La imagen del choque sacude a Grecia
Entre los relatos que circularon en el recinto, se destacó un detalle llamativo durante el enfrentamiento: la camiseta de Marinakis habría sido rasgada en medio del choque entre los grupos. Aunque el hecho se produjo lejos del terreno de juego principal, el impacto fue inmediato por el perfil de quienes estaban involucrados y por el nivel de exposición pública del incidente.
El suceso generó repercusión en dos frentes al mismo tiempo: el deportivo y el político. En Grecia, Marinakis es una figura de enorme peso como presidente de Olympiacos y, además, su rol en el fútbol inglés lo ha convertido en un personaje todavía más observado por la opinión pública.

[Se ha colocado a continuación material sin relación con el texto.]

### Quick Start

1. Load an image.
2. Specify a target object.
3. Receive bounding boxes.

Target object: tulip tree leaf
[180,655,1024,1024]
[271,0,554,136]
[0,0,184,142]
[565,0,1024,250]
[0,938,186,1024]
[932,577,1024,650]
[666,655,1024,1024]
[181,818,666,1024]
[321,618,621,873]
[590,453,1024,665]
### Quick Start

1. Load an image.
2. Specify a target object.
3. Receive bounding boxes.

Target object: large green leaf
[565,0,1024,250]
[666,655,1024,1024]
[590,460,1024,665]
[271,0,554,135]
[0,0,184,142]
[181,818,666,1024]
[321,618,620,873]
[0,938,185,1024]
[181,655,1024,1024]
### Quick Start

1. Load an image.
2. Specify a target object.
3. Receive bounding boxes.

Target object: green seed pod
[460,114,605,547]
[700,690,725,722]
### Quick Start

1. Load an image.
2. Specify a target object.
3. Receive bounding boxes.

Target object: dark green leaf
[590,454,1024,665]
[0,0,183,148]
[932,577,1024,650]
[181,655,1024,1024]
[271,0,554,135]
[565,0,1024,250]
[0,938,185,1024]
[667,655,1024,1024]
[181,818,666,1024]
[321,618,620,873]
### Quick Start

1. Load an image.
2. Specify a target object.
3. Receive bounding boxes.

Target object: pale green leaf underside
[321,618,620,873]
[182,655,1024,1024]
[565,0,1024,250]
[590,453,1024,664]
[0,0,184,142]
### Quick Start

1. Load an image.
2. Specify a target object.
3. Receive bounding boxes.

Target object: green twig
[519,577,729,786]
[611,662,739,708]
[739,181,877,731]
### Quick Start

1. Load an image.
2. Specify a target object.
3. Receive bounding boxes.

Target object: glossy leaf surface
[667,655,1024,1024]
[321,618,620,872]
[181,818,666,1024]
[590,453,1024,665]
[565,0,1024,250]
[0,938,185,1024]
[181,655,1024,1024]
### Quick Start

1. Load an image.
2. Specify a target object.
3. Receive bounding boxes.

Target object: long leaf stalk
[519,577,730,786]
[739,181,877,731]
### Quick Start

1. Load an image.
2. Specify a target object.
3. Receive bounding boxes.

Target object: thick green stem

Desorden en las gradas mientras el partido seguía
Los testimonios describen desorden en las gradas y una atmósfera tensa en el estadio, con el partido aún en desarrollo. La cercanía del altercado a otros altos cargos y delegados añadió una capa extra de controversia, porque el episodio no quedó aislado ni se desarrolló en un área sin visibilidad.
Por el momento, ninguna de las partes habría emitido una declaración oficial completa que explique el detonante exacto de la pelea.
Contexto: fricciones políticas y personales
El incidente se interpreta dentro de un marco de roces prolongados entre Marinakis y círculos cercanos al primer ministro griego. Este nuevo episodio sugiere que las tensiones, que en otros momentos se han movido en el terreno legal o mediático, habrían dado un salto preocupante hacia la confrontación directa y física en un evento deportivo.
¿Qué pasa con Nottingham Forest?
Aunque la agresión o el altercado ocurrió en un pabellón de baloncesto y no en el fútbol, el episodio inevitablemente vuelve a poner el foco sobre la estructura y el comportamiento de la cúpula de Nottingham Forest. Marinakis ha sido un propietario muy activo desde que tomó el control del club en 2017, un proceso que acompañó el regreso del equipo a la Premier League y la posterior búsqueda de estabilidad en la máxima categoría.
La pregunta ahora es cómo gestionará el club y su entorno los efectos reputacionales de un episodio tan visible, especialmente al tratarse de un propietario con una presencia marcada en el día a día.
Investigación de las autoridades
Se espera que las autoridades griegas revisen lo ocurrido y analicen las circunstancias que llevaron a la interrupción del orden en el estadio, un lugar tradicional vinculado al baloncesto de Olympiacos. Mientras el caso se esclarece, el incidente ya queda registrado como uno de los episodios más llamativos de tensión pública alrededor del deporte y la política en Grecia.